Track the threshold: Direct the Center for AI Security and Innovation (CAISI) to maintain a government-run task-horizon benchmark and publish recurring capability forecasts. Congress should not learn about transformative capability shifts from press releases or unmandated nonprofits. CAISI could also run an anonymized standing interview program with frontier researchers, giving the government foresight into what scientists are observing and expecting, separate from what their companies say in public.

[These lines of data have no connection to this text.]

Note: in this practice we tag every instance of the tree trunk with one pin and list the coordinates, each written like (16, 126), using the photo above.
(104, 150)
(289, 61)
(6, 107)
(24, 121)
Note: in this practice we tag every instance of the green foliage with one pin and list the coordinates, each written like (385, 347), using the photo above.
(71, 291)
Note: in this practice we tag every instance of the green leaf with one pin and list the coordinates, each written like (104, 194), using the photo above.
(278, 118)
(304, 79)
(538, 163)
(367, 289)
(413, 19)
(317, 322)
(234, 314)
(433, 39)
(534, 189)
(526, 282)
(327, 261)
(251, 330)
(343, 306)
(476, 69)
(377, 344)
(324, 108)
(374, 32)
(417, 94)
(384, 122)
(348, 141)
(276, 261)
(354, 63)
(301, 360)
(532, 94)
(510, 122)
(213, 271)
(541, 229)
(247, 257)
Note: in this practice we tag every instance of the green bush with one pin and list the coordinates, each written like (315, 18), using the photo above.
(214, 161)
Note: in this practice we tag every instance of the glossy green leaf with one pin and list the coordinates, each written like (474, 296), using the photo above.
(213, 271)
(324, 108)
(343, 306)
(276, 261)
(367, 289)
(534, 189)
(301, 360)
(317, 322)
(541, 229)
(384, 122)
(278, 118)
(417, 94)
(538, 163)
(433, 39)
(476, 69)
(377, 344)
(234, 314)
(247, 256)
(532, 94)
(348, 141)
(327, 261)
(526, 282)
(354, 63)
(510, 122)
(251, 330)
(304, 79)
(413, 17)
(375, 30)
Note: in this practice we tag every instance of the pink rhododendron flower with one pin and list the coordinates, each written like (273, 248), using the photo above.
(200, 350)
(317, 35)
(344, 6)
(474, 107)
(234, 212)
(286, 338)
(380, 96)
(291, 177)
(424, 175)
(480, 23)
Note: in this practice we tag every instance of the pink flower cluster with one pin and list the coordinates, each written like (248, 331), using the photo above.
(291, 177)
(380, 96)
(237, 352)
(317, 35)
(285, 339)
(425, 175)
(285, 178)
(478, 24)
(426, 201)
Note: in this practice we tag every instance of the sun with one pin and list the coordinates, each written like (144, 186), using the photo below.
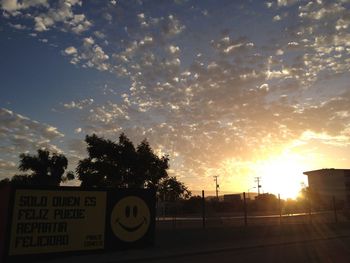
(282, 175)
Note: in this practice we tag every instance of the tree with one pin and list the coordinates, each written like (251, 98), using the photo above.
(170, 189)
(119, 164)
(45, 169)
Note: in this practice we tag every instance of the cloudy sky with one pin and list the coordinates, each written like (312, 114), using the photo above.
(237, 89)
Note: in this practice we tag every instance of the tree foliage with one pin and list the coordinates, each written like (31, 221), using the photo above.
(120, 164)
(46, 169)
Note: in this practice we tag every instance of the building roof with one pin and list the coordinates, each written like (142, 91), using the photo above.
(324, 171)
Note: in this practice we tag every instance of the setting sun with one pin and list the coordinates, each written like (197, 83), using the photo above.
(281, 175)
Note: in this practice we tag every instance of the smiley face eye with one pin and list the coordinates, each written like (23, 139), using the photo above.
(127, 211)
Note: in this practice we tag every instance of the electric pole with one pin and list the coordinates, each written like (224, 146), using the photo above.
(257, 180)
(216, 186)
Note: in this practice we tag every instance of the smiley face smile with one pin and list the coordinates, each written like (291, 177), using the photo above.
(132, 229)
(130, 219)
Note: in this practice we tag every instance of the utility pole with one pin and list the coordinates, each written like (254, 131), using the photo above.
(216, 186)
(257, 180)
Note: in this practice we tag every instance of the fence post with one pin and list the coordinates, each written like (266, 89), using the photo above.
(245, 210)
(203, 209)
(280, 208)
(335, 209)
(310, 210)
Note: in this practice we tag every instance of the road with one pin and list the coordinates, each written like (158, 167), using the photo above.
(335, 250)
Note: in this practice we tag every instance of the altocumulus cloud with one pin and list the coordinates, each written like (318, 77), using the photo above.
(212, 96)
(19, 134)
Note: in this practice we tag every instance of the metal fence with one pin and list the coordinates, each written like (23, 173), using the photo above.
(200, 212)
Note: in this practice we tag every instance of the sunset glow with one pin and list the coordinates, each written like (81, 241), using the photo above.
(282, 175)
(235, 89)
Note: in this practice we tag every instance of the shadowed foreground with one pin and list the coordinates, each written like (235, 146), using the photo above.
(286, 243)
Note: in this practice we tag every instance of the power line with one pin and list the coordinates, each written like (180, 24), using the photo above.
(216, 186)
(258, 180)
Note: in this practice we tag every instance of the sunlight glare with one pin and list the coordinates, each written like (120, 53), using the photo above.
(282, 175)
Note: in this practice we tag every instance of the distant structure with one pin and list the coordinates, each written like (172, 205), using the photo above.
(326, 183)
(232, 198)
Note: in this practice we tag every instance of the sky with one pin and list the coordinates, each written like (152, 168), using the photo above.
(235, 89)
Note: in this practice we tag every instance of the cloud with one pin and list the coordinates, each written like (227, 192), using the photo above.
(56, 14)
(14, 5)
(70, 50)
(20, 134)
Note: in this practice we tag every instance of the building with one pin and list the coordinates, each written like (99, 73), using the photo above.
(326, 183)
(232, 198)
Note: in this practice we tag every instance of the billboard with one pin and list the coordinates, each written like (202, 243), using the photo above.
(66, 219)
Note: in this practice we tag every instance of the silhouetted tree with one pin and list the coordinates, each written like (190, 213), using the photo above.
(149, 166)
(45, 169)
(119, 164)
(170, 189)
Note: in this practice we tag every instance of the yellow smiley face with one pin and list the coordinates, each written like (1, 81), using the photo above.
(130, 219)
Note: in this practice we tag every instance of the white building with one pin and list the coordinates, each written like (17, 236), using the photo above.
(327, 183)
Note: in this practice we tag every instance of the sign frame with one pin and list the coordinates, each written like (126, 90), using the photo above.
(110, 243)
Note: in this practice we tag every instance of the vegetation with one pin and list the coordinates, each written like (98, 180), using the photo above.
(120, 164)
(170, 189)
(109, 164)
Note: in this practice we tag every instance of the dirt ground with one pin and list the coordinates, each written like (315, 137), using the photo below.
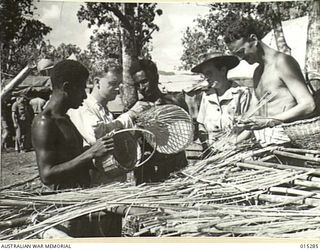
(19, 168)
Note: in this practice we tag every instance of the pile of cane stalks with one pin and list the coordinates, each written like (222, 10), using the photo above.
(269, 192)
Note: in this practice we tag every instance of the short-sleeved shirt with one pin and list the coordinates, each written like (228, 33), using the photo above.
(94, 120)
(217, 113)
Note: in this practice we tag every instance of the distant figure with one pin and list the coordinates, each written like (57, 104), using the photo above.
(159, 167)
(22, 115)
(37, 105)
(5, 116)
(278, 74)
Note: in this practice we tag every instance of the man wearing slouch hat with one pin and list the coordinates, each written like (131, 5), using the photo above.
(222, 99)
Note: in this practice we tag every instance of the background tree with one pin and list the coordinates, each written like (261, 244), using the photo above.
(136, 21)
(20, 35)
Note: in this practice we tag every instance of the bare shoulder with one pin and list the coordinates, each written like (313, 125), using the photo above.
(43, 125)
(286, 61)
(289, 67)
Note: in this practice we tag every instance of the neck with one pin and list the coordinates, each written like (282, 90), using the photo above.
(96, 95)
(154, 95)
(58, 103)
(265, 54)
(225, 85)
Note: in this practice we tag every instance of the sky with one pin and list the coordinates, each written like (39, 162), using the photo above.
(167, 46)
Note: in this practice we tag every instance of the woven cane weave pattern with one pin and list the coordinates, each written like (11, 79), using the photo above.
(305, 134)
(171, 125)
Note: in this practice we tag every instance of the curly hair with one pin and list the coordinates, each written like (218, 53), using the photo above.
(68, 71)
(241, 29)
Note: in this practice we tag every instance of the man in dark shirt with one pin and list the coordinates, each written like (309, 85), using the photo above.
(159, 167)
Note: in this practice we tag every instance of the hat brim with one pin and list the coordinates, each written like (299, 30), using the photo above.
(229, 61)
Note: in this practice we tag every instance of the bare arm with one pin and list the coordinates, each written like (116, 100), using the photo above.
(44, 138)
(293, 79)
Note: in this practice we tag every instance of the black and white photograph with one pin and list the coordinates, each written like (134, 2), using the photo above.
(160, 120)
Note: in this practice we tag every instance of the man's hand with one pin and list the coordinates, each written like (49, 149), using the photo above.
(257, 122)
(102, 147)
(139, 107)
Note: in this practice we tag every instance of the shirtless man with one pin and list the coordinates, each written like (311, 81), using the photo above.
(278, 74)
(61, 158)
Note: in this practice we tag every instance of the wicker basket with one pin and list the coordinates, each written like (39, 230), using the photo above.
(305, 133)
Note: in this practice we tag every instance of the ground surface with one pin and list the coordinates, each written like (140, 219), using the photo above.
(18, 168)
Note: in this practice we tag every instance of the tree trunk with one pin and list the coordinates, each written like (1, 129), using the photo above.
(313, 41)
(128, 92)
(278, 30)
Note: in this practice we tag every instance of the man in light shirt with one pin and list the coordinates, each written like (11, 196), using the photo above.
(222, 99)
(94, 120)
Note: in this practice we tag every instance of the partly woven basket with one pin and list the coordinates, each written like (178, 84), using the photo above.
(171, 125)
(305, 133)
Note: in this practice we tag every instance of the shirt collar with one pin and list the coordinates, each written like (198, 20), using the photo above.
(228, 95)
(94, 103)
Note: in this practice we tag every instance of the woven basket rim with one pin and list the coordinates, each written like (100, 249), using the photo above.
(300, 122)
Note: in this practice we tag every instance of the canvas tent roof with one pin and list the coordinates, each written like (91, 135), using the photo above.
(295, 31)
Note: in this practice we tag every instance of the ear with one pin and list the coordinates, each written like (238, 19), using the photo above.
(66, 87)
(253, 37)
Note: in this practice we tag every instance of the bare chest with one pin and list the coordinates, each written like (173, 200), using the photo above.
(70, 141)
(266, 80)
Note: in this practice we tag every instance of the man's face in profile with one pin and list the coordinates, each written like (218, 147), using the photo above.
(77, 93)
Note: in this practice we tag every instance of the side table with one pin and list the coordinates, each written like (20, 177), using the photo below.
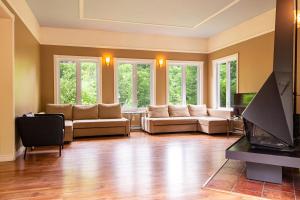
(130, 115)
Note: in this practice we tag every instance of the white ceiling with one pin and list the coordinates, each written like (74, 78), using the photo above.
(194, 18)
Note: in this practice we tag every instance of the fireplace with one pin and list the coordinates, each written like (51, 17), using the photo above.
(269, 118)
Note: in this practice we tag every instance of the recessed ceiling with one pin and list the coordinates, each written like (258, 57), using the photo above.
(194, 18)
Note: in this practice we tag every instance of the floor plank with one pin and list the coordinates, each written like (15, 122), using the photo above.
(168, 166)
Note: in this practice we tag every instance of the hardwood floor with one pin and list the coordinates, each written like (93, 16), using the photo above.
(172, 166)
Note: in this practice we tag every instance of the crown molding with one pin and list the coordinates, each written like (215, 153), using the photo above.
(121, 40)
(82, 17)
(24, 12)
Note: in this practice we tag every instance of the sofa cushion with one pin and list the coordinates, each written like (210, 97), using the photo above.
(172, 121)
(158, 111)
(178, 111)
(197, 110)
(212, 121)
(85, 112)
(68, 131)
(98, 123)
(65, 109)
(109, 111)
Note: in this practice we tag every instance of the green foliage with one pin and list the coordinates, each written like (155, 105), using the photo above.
(233, 81)
(125, 84)
(175, 84)
(143, 85)
(191, 85)
(126, 75)
(223, 82)
(89, 83)
(67, 82)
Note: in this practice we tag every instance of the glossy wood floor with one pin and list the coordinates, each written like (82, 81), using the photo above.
(172, 166)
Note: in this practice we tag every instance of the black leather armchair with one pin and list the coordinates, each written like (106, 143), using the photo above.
(41, 130)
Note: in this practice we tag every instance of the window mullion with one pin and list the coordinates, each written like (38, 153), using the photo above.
(228, 81)
(183, 68)
(78, 82)
(134, 85)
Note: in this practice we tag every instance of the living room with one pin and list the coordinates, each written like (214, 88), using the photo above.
(150, 100)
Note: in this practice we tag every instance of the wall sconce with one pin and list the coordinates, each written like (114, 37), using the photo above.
(161, 62)
(107, 60)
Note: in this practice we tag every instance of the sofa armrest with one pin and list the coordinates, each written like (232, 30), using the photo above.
(226, 114)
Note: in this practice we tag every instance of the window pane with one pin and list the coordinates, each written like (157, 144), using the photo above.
(89, 88)
(233, 81)
(67, 82)
(191, 85)
(143, 85)
(222, 84)
(175, 84)
(125, 85)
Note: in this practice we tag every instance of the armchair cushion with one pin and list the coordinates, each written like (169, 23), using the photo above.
(65, 109)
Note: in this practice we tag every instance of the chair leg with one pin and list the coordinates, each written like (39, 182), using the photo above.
(60, 147)
(25, 153)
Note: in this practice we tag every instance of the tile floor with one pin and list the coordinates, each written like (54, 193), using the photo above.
(232, 178)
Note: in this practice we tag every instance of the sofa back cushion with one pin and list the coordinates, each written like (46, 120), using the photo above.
(178, 111)
(158, 111)
(85, 112)
(65, 109)
(109, 111)
(198, 110)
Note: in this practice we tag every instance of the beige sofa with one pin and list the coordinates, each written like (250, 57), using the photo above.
(192, 118)
(91, 120)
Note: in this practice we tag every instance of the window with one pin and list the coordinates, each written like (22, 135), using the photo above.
(225, 81)
(77, 80)
(134, 83)
(184, 82)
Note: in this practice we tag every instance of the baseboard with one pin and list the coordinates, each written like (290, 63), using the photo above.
(8, 157)
(20, 151)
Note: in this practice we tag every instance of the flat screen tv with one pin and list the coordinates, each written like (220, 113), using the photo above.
(241, 101)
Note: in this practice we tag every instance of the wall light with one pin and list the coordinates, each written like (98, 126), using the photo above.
(161, 62)
(107, 60)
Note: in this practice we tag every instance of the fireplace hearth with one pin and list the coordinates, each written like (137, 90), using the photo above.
(269, 118)
(271, 125)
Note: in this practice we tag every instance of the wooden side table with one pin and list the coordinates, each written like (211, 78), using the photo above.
(130, 115)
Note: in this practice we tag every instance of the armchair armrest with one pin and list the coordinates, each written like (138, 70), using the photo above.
(226, 114)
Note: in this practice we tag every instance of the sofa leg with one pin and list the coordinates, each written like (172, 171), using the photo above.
(25, 151)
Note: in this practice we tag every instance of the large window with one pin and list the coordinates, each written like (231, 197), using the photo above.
(134, 83)
(77, 80)
(185, 82)
(225, 81)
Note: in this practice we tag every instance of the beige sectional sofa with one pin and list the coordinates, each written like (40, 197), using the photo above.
(192, 118)
(91, 120)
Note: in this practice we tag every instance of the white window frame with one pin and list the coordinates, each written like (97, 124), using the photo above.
(216, 88)
(77, 60)
(200, 79)
(135, 62)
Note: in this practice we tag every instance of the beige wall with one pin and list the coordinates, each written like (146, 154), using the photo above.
(255, 58)
(27, 70)
(47, 68)
(7, 128)
(255, 63)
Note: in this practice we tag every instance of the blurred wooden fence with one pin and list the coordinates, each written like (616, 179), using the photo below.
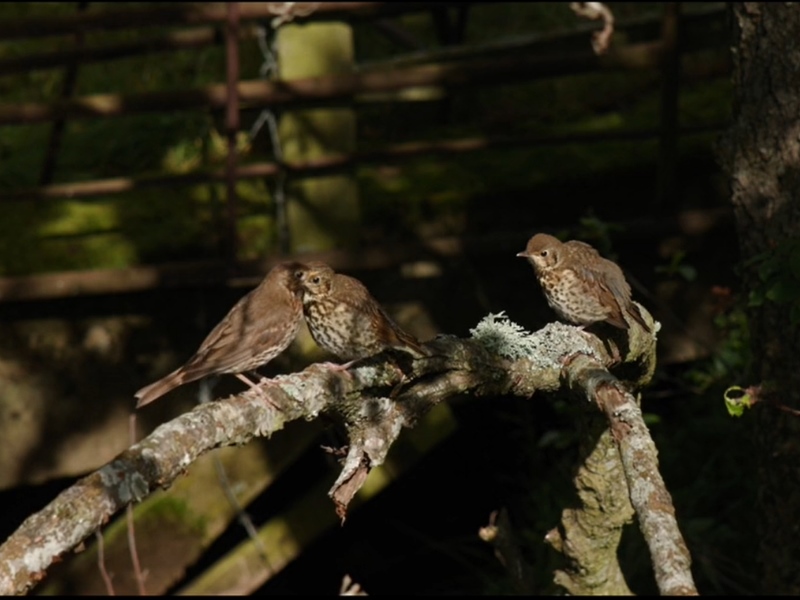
(661, 41)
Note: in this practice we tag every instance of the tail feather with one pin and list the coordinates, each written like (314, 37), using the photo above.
(635, 312)
(155, 390)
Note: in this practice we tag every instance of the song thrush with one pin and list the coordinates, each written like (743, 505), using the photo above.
(258, 328)
(579, 284)
(345, 319)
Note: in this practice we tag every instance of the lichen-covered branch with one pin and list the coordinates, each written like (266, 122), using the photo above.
(376, 398)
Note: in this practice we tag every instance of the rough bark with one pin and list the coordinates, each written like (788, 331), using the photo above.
(762, 156)
(376, 399)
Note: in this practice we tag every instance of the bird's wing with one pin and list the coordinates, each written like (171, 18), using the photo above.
(360, 298)
(246, 331)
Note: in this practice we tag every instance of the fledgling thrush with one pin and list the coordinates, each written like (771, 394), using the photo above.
(345, 319)
(259, 327)
(581, 286)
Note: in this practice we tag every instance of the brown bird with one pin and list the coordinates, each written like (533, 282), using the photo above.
(258, 328)
(579, 284)
(345, 319)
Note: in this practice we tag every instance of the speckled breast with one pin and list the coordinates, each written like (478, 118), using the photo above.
(571, 298)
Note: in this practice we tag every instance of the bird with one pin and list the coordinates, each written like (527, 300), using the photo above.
(260, 326)
(581, 286)
(345, 319)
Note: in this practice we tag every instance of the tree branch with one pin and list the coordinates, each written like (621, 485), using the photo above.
(376, 399)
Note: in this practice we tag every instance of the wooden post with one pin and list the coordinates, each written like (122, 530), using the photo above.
(231, 128)
(670, 88)
(323, 213)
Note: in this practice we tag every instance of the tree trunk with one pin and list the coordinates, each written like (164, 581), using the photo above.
(761, 153)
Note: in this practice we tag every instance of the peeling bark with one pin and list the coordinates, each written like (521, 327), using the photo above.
(761, 154)
(376, 399)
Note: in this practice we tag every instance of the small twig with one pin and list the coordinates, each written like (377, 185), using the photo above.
(594, 11)
(137, 567)
(241, 514)
(101, 563)
(287, 11)
(501, 536)
(350, 587)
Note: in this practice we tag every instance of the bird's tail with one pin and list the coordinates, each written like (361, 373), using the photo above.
(154, 391)
(635, 312)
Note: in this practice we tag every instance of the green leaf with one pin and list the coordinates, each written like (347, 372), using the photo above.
(785, 290)
(736, 400)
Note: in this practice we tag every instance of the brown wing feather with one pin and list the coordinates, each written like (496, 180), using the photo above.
(608, 280)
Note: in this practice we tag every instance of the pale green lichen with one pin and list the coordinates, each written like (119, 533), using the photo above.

Fund treaty verification research capacity to prevent loss of control from RSI: The US cannot credibly propose, enter, or enforce any agreement (e.g. a nonproliferation agreement with China) without mechanisms to verify adherence to those agreements. Whether a lab has crossed a capability threshold or honored a commitment to halt a training run, verification requires technical infrastructure that does not yet exist at scale. This field is underfunded and undeveloped; but without it, any limits are practically unenforceable.
Conclusion
The researchers closest to this technology typically do not debate whether recursive AI improvement is possible; they debate timelines, speed, mechanisms, and what to do. This consensus has not yet reached Washington. The most powerful AI systems may be withheld by the government or confined within the leading company, pointed at the one task they care about most, while the public is left in the dark.
Perhaps the believers are wrong. I am an AI researcher and I deliberately sought out skeptical researchers and believers at the top of my field. There are points of skepticism and I have tried to do justice to them here and in my paper. However, there are points of consensus beginning to emerge and they are urgent; policymakers should be aware of this.